Exam pointers and common traps

Three traps recur in examinations. First, candidates wrongly assert that Najeeb overruled or diluted Watali; it did neither — it operates on the independent plane of Article 21 and delay. State this distinction explicitly to score. Second, candidates over-state the Yasin Malik outcome; he was sentenced to life imprisonment in May 2022, and the death-penalty appeal is pending, not decided. Third, candidates forget that Watali bars only a probing of admissibility and weight, not a basic reading of the material — Vernon's “surface analysis of probative value” qualifies but does not abolish that bar.

A model answer on UAPA bail should: (i) set out the proviso to Section 43-D(5); (ii) state the Watali prima-facie standard; (iii) note the Vernon refinement; (iv) explain the Najeeb Article 21 carve-out; and (v) close with the Gurwinder Singh sequencing of tests. That five-step structure converts these landmark cases into a complete, defensible answer.

Frequently asked questions

What did NIA v. Zahoor Ahmad Shah Watali decide?

Watali, (2019) 5 SCC 1, held that under the proviso to Section 43-D(5) UAPA a court deciding bail must read the case-diary and chargesheet material at face value and refuse bail if it discloses reasonable grounds to believe the accusation is prima facie true. The court must not weigh admissibility or probative value or conduct a mini-trial at the bail stage.

How does Union of India v. K.A. Najeeb soften the UAPA bail bar?

Najeeb, (2021) 3 SCC 713, held that the statutory restriction in Section 43-D(5) does not oust a constitutional court's power to grant bail where prolonged incarceration without timely trial violates the Article 21 right to a speedy trial. In such cases the rigours of Section 43-D(5) “melt down,” and bail may be granted despite the bar.

Are Watali and Najeeb in conflict?

No. They operate on different planes. Watali governs the merits inquiry — whether the accusation is prima facie true on the prosecution's material.
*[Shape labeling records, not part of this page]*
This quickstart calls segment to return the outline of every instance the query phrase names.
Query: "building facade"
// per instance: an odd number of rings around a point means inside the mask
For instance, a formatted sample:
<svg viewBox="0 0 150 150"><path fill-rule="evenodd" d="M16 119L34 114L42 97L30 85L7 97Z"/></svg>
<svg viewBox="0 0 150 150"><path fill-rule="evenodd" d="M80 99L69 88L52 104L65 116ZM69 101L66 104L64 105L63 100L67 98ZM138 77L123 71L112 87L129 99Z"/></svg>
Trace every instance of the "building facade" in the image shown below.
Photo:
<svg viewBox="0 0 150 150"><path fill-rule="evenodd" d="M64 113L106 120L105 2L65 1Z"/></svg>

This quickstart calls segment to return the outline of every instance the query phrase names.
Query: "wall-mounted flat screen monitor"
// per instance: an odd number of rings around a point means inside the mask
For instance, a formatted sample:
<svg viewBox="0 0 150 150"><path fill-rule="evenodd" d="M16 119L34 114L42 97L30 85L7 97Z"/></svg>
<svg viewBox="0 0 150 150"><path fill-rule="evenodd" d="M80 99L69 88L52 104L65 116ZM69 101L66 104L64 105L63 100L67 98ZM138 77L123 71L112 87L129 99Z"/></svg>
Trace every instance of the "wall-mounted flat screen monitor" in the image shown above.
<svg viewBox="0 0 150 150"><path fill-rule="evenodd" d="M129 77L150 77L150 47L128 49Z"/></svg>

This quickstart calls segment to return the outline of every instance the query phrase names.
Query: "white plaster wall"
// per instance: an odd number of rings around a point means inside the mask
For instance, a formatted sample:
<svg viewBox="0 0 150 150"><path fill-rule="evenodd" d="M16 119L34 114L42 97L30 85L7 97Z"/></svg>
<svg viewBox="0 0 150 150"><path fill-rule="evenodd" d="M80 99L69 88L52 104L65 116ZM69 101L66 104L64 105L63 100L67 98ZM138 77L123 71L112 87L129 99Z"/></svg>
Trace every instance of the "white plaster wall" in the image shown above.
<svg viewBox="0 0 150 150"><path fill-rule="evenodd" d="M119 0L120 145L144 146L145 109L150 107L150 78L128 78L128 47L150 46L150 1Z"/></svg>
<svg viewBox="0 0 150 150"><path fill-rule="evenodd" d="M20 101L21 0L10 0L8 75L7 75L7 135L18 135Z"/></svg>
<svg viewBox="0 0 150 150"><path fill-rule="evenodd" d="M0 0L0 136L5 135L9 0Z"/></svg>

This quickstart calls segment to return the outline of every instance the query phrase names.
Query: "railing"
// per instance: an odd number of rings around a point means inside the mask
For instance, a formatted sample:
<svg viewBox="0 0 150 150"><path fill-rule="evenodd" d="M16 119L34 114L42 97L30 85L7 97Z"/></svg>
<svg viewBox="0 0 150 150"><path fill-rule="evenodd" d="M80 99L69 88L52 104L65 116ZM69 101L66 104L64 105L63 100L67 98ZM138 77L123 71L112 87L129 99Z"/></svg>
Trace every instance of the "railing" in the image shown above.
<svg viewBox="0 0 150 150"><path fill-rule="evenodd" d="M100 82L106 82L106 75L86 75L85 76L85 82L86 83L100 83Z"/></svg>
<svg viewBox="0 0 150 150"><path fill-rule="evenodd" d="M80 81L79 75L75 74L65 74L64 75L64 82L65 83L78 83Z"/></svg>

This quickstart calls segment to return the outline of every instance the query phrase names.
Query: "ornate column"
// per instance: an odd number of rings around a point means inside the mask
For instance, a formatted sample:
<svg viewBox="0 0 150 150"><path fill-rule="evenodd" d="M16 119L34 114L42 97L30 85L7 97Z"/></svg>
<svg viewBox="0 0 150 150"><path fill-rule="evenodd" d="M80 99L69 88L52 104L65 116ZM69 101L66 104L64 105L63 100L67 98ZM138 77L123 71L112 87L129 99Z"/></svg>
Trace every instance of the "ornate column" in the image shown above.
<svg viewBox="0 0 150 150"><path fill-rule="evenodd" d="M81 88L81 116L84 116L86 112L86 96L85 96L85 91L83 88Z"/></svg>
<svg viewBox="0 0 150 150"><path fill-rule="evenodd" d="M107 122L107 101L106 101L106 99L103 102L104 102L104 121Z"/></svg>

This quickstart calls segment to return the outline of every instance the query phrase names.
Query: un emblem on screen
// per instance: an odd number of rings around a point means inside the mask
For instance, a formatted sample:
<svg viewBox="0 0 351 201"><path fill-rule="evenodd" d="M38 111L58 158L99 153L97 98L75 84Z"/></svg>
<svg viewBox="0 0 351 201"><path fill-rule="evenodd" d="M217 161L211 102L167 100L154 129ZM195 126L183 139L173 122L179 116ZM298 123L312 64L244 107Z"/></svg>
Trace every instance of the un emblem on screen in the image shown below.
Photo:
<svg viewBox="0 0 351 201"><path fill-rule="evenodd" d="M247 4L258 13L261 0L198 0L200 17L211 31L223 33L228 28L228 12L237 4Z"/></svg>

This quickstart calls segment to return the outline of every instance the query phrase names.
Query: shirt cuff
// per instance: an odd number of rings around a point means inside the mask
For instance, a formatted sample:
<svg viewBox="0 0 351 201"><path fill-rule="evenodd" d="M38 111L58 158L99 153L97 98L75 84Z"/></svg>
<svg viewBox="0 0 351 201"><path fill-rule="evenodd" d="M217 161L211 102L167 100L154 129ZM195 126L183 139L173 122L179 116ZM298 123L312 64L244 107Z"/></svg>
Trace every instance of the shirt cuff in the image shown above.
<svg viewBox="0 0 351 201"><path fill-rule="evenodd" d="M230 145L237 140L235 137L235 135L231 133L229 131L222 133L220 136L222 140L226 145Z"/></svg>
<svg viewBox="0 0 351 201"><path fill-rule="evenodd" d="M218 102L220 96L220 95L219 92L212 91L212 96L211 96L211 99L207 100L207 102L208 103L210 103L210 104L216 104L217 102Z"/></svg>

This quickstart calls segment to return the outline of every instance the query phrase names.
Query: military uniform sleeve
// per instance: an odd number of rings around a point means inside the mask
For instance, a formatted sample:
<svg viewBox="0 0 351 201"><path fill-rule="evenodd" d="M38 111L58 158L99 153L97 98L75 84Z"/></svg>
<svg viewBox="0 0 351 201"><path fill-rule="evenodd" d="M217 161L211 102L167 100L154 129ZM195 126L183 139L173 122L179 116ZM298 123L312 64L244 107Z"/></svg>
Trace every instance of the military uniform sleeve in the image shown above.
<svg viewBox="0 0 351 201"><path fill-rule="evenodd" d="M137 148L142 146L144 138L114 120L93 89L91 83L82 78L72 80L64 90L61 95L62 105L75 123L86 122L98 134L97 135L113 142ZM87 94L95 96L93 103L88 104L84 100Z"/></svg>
Najeeb creates a separate, constitutional route based on delay and Article 21. A court may refuse bail on Watali grounds yet still grant it on Najeeb grounds if the trial has been unduly delayed.

What was the sentence in the Yasin Malik case, and is he facing the death penalty?

In May 2022 a Special NIA Court convicted JKLF chief Yasin Malik after he pleaded guilty to UAPA terror-funding charges and sentenced him to life imprisonment, declining the NIA's death-penalty prayer as the case was not “rarest of rare.” The NIA's appeal before the Delhi High Court seeking the death penalty remains pending; no court has enhanced the sentence to death.

Did Vernon Gonsalves change the Watali standard?

Vernon v. State of Maharashtra (28 July 2023) refined rather than overruled Watali. It held that the prima-facie test requires at least a surface-level analysis of the probative value of the prosecution's material, so that documents of low or doubtful worth cannot by themselves satisfy the threshold. Watali, a coordinate-bench ruling, remains binding.

Why is Gurwinder Singh v. State of Punjab important for UAPA bail?

Gurwinder Singh, 2024 INSC 92, reaffirmed Watali and observed that the maxim “bail is the rule, jail is the exception” does not apply with full force under the UAPA. It set out a sequence: first apply the Section 43-D(5) prima-facie bar, and only if it is not attracted move to the conventional tests of flight risk and witness-tampering.